Vários anos atrás, enquanto cantavam em Los Angeles, a voz de Bette chamou a atenção de outro artista que surgiu na igreja - Ray Charles, que a convidou para colaborar com ele pouco antes de sua morte. "Foi a primeira noção de que eu tinha grandeza em mim", diz ela.

Os revisores também notaram. Com a força de um EP 2016, a revista Bitch a comparou com Lauren Hill e Erykah Badu, louvando sua "voz impressionante [e] tom poderoso, mas flexível", assim dizendo.
Fonte: Site Oficial









Andrea Marr





















Desde 1999, Andrea Marr vem entregando sua marca na música nos estilos de funk, groove, blues e soul originais de alta energia em toda a Austrália. Através de um árduo trabalho, ganhou um lugar na próspera cena de blues de Melbourne como a artista das mais procurados para tocar ao vivo.

Andrea estabeleceu-se, ganhando uma série de prêmios, incluindo: A Artista Feminina 2002 do VIC / TAS do ano para o álbum "Sassified"
Prêmio 2005 Blues Performer of The Year

Com esses prêmios sob o seu cinto, Andrea passou a se apresentar regularmente no Australian Festival Circuit fazendo pontos principais e tocando ao lado dos melhores da Austrália e do exterior. Com o Prêmio Blues Performer of The Year de 2005, ela conseguiu representar a Austrália no desafio do International Blues em Memphis Tennessee, em 2006, para aclamação da crítica. Seu próximo CD "Watch Me Work It" recebeu o airplay internacional com a faixa-título incluída no CD "National Women In Blues" dos EUA, que promove e lança a nova onda de Blues Women dos EUA. Andrea era a única fêmea não-americana incluída nesta compilação.































Em 2008, ela lançou seu álbum "Little Sister Got Soul". O álbum recebeu críticas favoritas e airplay internacional, além de ganhar o Artista australiano do ano de 2009, o Artista Feminino Blues de 2009 do VIC / TAS e o CD do Ano 2009 do novo álbum de blues de auto-produção VIC / TAS. Em 2010, o "Blue Skunk Music" de blues com sede em Chicago pegou "Little Sister Got Soul" para relançamento nos EUA e o álbum atingiu No.18 no US Living Blues Charts em fevereiro de 2011.

Em 2012, The Andrea Marr Band ganhou a competição MBAS Blues Performer of The Year e foi enviada para representar a Austrália no International Blues Challenge em Memphis Tennessee 'pela segunda vez. A banda chegou às meias-finais, tocando no renomado BB King's Blues Club em Beale Street Memphis.

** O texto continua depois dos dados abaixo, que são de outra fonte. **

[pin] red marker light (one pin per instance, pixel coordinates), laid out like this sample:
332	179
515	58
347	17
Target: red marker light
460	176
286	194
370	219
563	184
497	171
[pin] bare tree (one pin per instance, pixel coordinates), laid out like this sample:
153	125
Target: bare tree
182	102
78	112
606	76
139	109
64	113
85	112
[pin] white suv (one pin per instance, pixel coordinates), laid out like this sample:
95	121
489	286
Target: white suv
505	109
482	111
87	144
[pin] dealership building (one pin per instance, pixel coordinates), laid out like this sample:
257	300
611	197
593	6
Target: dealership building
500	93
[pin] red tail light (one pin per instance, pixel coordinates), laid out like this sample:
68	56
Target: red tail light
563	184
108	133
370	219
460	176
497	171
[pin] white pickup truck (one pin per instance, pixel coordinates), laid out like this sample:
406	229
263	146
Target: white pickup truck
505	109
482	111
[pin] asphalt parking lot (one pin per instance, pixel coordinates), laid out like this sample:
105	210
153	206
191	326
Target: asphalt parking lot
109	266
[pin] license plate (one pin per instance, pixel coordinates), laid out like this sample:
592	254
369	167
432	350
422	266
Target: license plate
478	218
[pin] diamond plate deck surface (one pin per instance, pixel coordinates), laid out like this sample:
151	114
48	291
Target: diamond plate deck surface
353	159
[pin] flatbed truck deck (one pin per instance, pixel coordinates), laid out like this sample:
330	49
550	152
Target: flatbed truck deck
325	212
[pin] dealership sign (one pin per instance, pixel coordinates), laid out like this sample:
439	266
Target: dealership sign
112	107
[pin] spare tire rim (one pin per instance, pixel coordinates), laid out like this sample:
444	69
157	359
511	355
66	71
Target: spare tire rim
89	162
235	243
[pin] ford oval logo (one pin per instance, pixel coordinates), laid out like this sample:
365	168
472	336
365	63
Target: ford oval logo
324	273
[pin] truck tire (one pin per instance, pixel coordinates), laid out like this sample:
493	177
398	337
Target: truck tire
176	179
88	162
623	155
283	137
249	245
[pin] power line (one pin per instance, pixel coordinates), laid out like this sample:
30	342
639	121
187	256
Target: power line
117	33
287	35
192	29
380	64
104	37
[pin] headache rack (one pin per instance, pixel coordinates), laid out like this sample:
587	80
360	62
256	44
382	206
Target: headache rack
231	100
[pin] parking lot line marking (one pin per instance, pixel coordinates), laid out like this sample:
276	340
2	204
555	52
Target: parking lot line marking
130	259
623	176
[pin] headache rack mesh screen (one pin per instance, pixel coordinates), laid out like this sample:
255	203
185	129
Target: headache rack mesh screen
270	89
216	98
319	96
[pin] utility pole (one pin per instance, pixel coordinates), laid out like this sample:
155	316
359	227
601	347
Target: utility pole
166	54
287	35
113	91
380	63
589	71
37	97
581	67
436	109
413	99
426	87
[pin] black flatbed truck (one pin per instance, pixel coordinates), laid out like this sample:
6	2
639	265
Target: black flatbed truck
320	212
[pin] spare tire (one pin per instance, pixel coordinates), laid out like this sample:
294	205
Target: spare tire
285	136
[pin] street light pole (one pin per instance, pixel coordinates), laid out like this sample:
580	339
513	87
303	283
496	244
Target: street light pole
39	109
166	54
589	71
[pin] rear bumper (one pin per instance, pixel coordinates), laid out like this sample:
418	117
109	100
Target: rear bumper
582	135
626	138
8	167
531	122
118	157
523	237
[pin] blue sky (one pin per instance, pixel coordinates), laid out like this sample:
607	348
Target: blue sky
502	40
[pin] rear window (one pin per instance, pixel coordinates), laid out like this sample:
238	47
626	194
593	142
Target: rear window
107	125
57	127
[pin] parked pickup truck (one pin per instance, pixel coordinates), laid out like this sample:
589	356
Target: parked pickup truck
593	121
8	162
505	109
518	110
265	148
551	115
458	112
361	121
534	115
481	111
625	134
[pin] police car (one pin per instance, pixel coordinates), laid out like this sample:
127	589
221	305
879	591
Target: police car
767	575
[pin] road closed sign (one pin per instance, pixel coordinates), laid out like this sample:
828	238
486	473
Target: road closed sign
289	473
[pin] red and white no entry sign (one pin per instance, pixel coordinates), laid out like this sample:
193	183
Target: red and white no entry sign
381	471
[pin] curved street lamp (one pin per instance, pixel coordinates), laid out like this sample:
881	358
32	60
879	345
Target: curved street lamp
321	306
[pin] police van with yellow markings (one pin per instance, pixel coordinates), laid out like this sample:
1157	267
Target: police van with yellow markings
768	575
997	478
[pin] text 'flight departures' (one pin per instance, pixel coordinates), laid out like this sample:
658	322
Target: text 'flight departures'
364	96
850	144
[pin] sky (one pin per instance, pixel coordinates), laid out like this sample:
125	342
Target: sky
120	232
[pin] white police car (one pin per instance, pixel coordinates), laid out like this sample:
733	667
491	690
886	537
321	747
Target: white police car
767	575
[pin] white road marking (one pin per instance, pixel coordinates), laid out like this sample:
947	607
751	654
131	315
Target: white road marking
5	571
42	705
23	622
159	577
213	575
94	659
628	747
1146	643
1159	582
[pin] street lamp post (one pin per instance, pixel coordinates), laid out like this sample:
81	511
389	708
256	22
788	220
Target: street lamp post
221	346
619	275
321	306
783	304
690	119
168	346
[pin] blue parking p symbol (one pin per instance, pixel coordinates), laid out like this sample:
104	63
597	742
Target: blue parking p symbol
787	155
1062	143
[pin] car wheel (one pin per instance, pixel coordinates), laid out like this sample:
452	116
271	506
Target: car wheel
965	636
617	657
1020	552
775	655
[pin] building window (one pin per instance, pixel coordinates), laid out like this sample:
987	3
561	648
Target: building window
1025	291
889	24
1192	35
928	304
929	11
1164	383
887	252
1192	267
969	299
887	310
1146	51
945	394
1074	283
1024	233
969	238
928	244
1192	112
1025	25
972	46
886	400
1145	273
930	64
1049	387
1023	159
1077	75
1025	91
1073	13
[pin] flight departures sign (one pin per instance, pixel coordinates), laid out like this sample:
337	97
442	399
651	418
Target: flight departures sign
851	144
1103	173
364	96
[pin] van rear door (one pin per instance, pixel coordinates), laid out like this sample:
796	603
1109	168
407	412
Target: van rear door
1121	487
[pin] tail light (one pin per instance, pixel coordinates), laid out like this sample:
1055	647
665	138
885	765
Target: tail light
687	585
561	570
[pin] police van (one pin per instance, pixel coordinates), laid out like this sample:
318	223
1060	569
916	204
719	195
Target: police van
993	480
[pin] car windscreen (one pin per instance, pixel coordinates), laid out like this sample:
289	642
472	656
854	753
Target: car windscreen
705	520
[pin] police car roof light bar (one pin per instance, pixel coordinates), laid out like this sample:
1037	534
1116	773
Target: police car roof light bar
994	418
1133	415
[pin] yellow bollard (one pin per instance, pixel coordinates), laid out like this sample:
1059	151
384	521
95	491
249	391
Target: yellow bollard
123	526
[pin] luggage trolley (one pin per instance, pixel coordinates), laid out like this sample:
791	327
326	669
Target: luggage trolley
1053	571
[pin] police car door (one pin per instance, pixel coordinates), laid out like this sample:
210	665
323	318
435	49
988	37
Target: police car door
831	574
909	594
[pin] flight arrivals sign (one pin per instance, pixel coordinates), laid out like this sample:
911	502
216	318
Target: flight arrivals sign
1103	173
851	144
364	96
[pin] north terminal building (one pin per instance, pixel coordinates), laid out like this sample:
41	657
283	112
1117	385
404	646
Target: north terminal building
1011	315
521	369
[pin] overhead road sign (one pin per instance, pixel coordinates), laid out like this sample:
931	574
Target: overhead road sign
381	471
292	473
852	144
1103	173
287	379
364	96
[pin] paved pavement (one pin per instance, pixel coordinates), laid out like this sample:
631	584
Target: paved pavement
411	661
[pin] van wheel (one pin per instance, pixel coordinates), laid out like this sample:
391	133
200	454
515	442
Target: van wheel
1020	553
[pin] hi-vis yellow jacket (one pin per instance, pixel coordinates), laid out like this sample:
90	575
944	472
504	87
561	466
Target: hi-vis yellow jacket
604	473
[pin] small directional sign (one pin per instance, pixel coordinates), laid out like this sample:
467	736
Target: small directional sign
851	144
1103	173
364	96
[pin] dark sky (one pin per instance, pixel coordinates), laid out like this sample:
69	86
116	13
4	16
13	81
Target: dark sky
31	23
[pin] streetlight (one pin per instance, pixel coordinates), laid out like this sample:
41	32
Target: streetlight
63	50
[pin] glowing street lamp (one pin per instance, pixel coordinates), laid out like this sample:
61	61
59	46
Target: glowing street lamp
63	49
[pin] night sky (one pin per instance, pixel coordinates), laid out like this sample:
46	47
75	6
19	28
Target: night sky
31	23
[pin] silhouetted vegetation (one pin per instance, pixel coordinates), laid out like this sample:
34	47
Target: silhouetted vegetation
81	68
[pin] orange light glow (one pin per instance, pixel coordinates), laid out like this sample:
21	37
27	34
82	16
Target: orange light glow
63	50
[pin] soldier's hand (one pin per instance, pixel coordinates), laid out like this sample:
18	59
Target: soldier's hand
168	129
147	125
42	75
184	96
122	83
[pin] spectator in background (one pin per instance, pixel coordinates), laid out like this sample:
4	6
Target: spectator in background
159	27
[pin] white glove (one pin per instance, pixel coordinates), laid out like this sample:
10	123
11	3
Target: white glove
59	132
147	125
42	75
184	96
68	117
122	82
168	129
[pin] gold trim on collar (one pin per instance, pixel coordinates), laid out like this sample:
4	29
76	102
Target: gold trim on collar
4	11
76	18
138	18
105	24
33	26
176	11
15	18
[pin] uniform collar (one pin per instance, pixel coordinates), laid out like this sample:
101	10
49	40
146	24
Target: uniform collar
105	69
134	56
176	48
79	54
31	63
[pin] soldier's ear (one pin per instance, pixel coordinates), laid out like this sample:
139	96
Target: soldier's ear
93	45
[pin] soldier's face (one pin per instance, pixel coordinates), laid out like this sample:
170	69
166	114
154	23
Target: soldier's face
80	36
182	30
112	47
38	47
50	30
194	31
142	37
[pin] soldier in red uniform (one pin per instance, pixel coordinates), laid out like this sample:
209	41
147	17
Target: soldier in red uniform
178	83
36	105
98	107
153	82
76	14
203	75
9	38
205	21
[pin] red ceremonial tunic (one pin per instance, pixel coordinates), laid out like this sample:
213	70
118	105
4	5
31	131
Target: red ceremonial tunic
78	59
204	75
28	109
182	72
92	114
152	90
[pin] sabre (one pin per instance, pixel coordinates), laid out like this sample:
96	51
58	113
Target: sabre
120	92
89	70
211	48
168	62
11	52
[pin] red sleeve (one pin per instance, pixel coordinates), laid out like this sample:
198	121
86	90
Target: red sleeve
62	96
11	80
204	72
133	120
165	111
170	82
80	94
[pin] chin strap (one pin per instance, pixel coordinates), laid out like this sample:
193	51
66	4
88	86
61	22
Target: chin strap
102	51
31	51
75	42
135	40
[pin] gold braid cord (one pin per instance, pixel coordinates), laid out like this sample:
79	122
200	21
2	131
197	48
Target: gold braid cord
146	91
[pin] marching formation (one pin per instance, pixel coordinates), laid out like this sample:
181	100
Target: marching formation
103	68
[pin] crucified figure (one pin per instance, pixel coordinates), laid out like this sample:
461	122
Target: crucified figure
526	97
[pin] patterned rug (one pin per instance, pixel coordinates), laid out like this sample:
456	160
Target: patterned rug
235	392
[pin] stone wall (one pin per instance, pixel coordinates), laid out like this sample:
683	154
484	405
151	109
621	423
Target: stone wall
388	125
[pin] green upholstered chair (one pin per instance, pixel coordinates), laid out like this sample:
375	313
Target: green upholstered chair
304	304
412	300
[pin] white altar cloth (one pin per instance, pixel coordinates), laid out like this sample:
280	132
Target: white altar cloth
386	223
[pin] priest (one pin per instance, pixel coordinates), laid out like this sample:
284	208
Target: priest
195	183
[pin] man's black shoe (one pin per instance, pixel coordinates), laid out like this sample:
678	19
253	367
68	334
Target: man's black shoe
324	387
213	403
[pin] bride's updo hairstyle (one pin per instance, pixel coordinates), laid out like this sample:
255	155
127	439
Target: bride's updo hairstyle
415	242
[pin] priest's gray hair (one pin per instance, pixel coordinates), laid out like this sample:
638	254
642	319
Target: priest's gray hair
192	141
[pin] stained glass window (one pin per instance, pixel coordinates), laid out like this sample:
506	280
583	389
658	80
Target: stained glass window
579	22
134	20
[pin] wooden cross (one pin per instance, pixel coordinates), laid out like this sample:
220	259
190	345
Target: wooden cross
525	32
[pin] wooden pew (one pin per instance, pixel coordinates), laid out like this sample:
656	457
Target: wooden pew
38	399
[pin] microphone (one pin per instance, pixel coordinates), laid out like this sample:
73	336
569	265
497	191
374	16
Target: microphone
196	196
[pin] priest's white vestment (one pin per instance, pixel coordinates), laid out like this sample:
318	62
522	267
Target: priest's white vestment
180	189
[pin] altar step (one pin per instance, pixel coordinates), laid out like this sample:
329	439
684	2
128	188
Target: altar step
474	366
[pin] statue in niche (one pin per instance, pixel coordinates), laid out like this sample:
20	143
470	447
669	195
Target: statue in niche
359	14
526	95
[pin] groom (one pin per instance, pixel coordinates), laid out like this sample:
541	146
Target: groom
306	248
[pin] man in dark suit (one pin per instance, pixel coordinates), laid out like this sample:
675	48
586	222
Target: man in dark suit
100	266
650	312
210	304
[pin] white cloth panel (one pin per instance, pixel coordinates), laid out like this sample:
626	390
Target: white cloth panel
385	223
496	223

Andrea então se expandiu para ampliar seu som de funk e Soul e formou "The Funky Hitmen".

A banda é baseada em Melbourne e apresenta uma linha assassina de 8 faixas tocando Soul original de Andrea e músicas funky. O EP "Sass & Brass" foi lançado em 2013 pela gravadora baseada em Chicago Blue Skunk Music e recebeu airplay internacional e aclamação da crítica.

Então, em 2014, Andrea juntou-se aos produtores Damien Reilly e Danny Saber para trabalhar na canção "Summer Love", do escritor Michael Jameson, com sede em Nova York.





























Voltando ao blues, Andrea Marr Band lançou um álbum ao vivo chamado "Live at the MBAS House Of Blues" em julho de 2015. O álbum traçou os 25 melhores The Australian Blues e Roots Charts por 6 meses, recebeu o airplay no Reino Unido e Alemanha e foi apanhado por mais de 160 estações de rádio de blues dos EUA. O álbum foi nomeado para "Álbum do Ano" "Canção do Ano" "Banda do Ano" e "Artista do Ano" nos Prêmios VIC / TAS Blues e também nomeado para "Canção do Ano" para o original de Andrea canção "Who Am I To Judge You" nos Australian Blues Music Awards.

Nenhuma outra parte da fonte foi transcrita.